NEET-PG 2012 - Physiology NEET-PG Practice Questions and MCQs
Question 201: Which tract is responsible for the loss of proprioception and fine touch?
- A. Anterior spinothalamic tract
- B. Lateral spinothalamic tract
- C. Dorsal column (Correct Answer)
- D. Corticospinal tract
Explanation: ***Dorsal column*** - The **dorsal column-medial lemniscus pathway** is responsible for transmitting **fine touch**, **vibration**, and **proprioception** from the body to the cerebral cortex. - Damage to this tract (e.g., in **tabes dorsalis** or **vitamin B12 deficiency**) leads to a loss of these sensations. *Anterior spinothalamic tract* - This tract primarily conveys crude touch and pressure sensations. - While it carries tactile information, it does not transmit the fine discriminative touch or proprioception associated with the dorsal columns. *Lateral spinothalamic tract* - This pathway is responsible for transmitting **pain** and **temperature** sensations. - It does not play a role in proprioception or fine touch. *Corticospinal tract* - The **corticospinal tract** is a **motor pathway** responsible for voluntary movement. - It has no role in transmitting sensory information such as proprioception or fine touch.
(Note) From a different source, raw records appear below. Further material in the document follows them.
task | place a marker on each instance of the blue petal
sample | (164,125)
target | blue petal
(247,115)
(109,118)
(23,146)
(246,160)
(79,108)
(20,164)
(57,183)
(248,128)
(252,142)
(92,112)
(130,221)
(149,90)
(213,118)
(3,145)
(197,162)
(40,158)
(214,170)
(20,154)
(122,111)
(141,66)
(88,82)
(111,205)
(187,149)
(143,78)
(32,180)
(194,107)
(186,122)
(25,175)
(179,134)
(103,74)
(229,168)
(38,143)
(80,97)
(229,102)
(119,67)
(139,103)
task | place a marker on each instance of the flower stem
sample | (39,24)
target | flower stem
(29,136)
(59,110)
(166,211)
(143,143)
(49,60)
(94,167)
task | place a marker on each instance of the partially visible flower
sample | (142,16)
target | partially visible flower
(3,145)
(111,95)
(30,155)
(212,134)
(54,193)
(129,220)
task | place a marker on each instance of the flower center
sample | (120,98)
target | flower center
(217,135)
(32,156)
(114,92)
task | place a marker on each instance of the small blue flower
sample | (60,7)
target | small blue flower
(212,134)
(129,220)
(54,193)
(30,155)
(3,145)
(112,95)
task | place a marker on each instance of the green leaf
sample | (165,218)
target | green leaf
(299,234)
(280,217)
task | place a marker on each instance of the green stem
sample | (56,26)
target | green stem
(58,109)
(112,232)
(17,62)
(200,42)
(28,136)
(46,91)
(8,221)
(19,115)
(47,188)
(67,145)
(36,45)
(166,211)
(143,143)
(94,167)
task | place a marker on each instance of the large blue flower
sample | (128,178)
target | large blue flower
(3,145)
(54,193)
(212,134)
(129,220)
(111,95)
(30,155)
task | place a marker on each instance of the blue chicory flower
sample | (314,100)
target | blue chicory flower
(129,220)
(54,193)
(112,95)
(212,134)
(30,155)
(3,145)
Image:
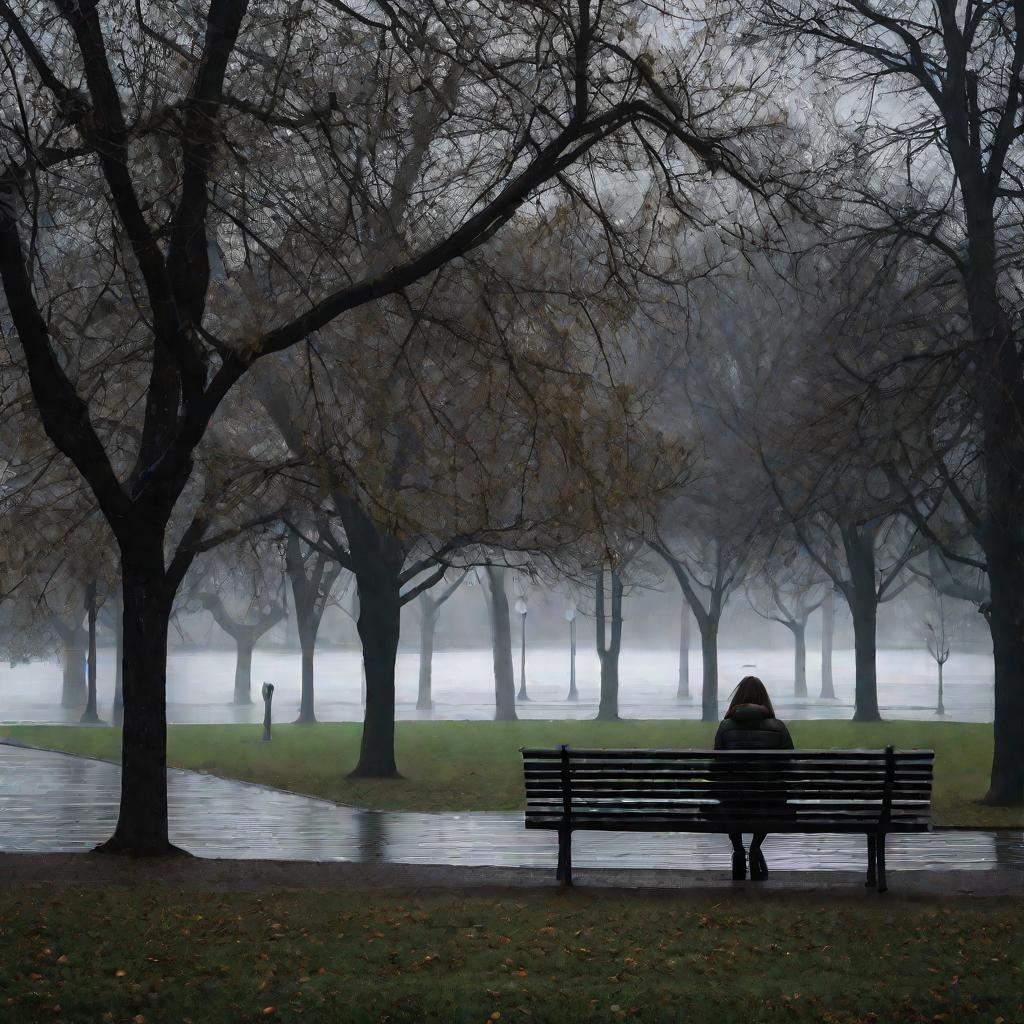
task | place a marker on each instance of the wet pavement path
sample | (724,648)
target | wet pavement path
(59,803)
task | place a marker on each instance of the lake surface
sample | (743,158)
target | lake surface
(201,683)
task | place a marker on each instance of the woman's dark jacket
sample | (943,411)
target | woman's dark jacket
(752,729)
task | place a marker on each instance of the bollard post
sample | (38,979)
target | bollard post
(267,697)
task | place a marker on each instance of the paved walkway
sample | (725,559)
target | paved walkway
(58,803)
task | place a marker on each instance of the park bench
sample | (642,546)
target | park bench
(869,793)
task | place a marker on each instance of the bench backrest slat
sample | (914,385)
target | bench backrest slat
(890,787)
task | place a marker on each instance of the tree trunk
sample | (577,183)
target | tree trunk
(307,713)
(522,695)
(89,716)
(607,710)
(379,624)
(74,687)
(1006,623)
(683,684)
(709,655)
(864,608)
(827,633)
(501,645)
(428,626)
(799,658)
(117,714)
(243,669)
(141,827)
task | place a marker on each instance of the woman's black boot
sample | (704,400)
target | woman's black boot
(759,869)
(739,865)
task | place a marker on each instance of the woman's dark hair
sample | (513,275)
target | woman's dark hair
(750,690)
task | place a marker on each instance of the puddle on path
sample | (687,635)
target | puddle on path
(55,803)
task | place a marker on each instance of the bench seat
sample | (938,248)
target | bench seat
(866,792)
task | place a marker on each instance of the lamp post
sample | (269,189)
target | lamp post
(520,606)
(570,619)
(267,692)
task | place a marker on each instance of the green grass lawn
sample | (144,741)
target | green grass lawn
(464,766)
(150,957)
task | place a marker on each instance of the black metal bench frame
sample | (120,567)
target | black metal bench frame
(869,793)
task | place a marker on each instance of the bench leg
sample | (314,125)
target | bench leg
(882,863)
(564,873)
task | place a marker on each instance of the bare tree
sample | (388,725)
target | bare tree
(954,136)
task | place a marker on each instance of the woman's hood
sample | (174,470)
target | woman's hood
(749,713)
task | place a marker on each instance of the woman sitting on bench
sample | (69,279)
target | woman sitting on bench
(750,724)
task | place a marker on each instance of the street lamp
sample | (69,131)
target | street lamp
(520,606)
(570,619)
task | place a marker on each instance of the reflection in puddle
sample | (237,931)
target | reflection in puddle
(57,803)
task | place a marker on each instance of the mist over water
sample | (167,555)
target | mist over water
(200,685)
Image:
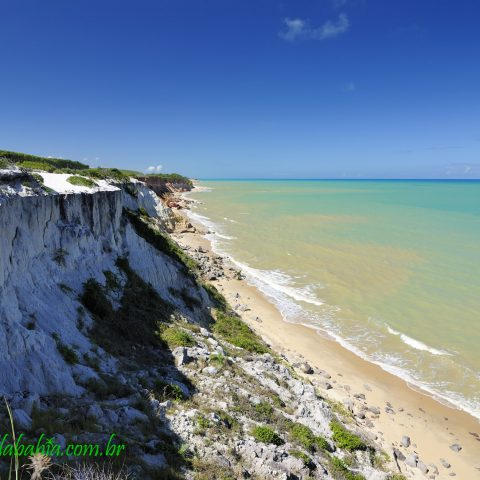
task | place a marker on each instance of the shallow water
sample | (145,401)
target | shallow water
(391,269)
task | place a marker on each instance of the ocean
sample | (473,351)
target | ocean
(389,269)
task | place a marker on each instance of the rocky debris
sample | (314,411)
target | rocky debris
(412,460)
(397,454)
(181,356)
(306,368)
(445,463)
(422,467)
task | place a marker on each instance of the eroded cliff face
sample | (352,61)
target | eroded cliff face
(49,246)
(194,403)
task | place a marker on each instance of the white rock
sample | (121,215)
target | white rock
(22,420)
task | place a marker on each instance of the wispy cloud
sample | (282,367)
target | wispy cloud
(299,29)
(155,169)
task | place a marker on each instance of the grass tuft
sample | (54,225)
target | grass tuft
(345,439)
(232,329)
(266,434)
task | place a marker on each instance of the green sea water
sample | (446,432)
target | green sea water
(390,269)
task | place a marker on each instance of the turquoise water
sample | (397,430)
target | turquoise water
(390,269)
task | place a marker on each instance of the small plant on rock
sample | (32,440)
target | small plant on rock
(345,439)
(267,435)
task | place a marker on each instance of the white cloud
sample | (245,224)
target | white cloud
(297,29)
(155,169)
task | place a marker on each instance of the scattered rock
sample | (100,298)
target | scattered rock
(306,368)
(411,460)
(422,467)
(445,463)
(181,356)
(398,454)
(210,370)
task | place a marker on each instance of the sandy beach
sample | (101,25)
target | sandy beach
(443,437)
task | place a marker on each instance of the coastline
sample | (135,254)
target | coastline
(342,376)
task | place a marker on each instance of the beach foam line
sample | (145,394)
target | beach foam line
(288,308)
(417,344)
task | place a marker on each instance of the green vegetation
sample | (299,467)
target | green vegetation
(218,359)
(190,301)
(302,456)
(141,315)
(169,177)
(161,241)
(264,409)
(232,329)
(266,434)
(22,158)
(302,435)
(216,297)
(65,288)
(340,471)
(81,181)
(167,391)
(176,337)
(345,439)
(208,470)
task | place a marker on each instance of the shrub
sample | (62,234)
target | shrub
(33,165)
(216,297)
(341,471)
(81,181)
(264,409)
(303,435)
(231,328)
(161,241)
(219,359)
(265,434)
(167,391)
(141,314)
(302,456)
(22,158)
(346,439)
(176,337)
(108,385)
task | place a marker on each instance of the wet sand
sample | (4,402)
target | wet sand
(431,426)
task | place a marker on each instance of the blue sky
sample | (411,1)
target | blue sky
(246,88)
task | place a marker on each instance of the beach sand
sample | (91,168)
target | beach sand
(431,426)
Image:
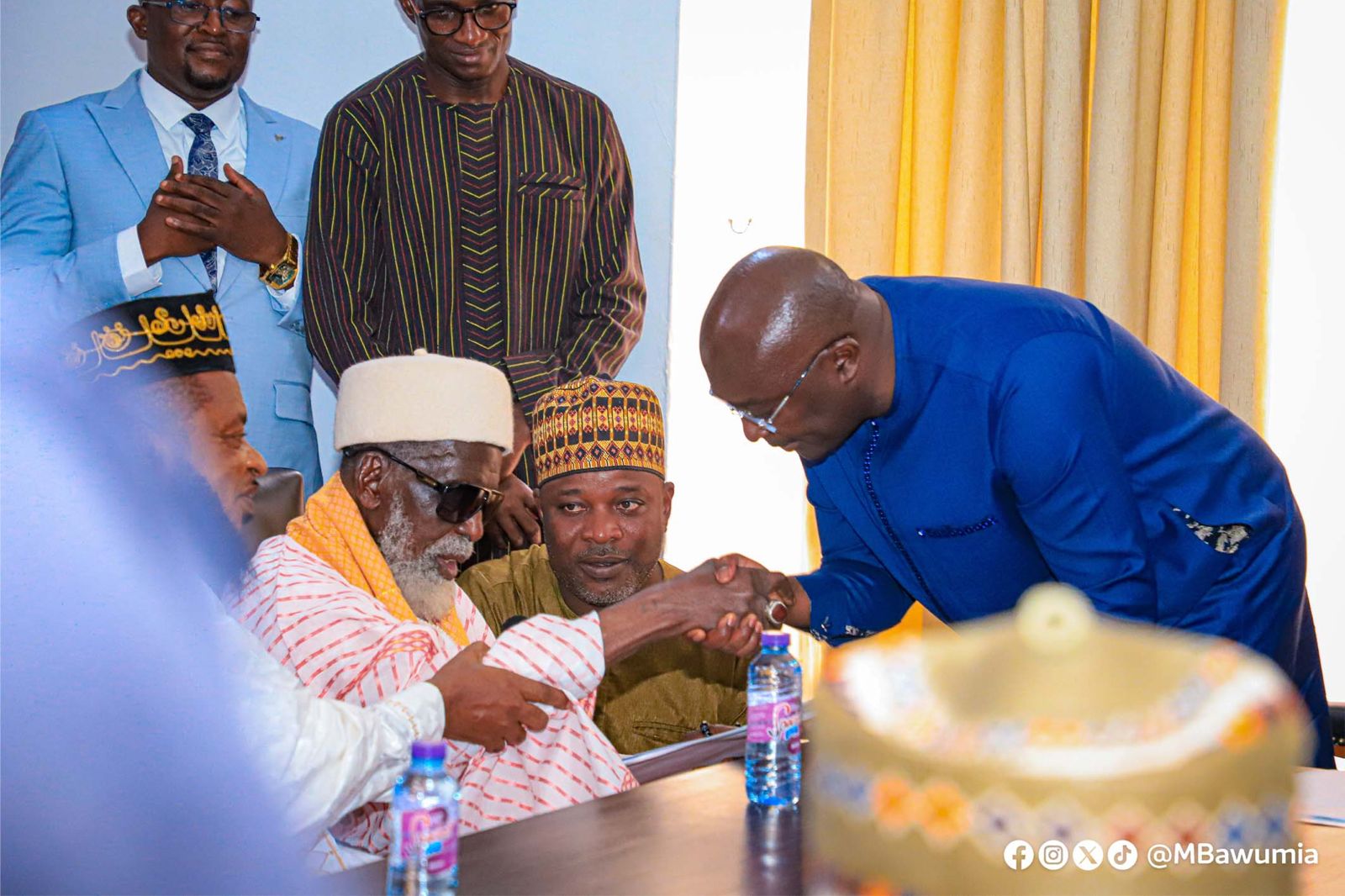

Question 202: In bladder injury, pain is referred to which of the following areas?
- A. Flank
- B. Upper part of thigh
- C. Lower abdominal wall (Correct Answer)
- D. Penis
Explanation: ***Correct Option: Lower abdominal wall*** - **Referred pain** from the bladder is typically felt in the **suprapubic region** of the lower abdominal wall due to shared visceral and somatic afferent innervation. - The **parietal peritoneum** overlying the bladder is innervated by somatic nerves that also supply the abdominal wall. - This convergence of visceral afferents from the bladder and somatic afferents from the abdominal wall at the spinal cord level (particularly S2-S4) results in referred pain to the suprapubic area. *Incorrect Option: Upper part of thigh* - Pain in the upper thigh is more commonly associated with conditions affecting the **hip joint**, **femoral nerve**, or **inguinal region**. - Bladder innervation does not primarily refer pain to the upper thigh. *Incorrect Option: Flank* - Flank pain is typically associated with conditions of the **kidneys** or **ureters**, such as **nephrolithiasis** or **pyelonephritis**. - The bladder's referred pain pattern does not usually extend to the flank. *Incorrect Option: Penis* - While bladder irritation can sometimes cause sensations in the penis, it is more often associated with conditions like **urethritis**, **cystitis**, or **prostatitis**. - Direct referred pain from bladder injury to the penis is less common than to the lower abdominal wall.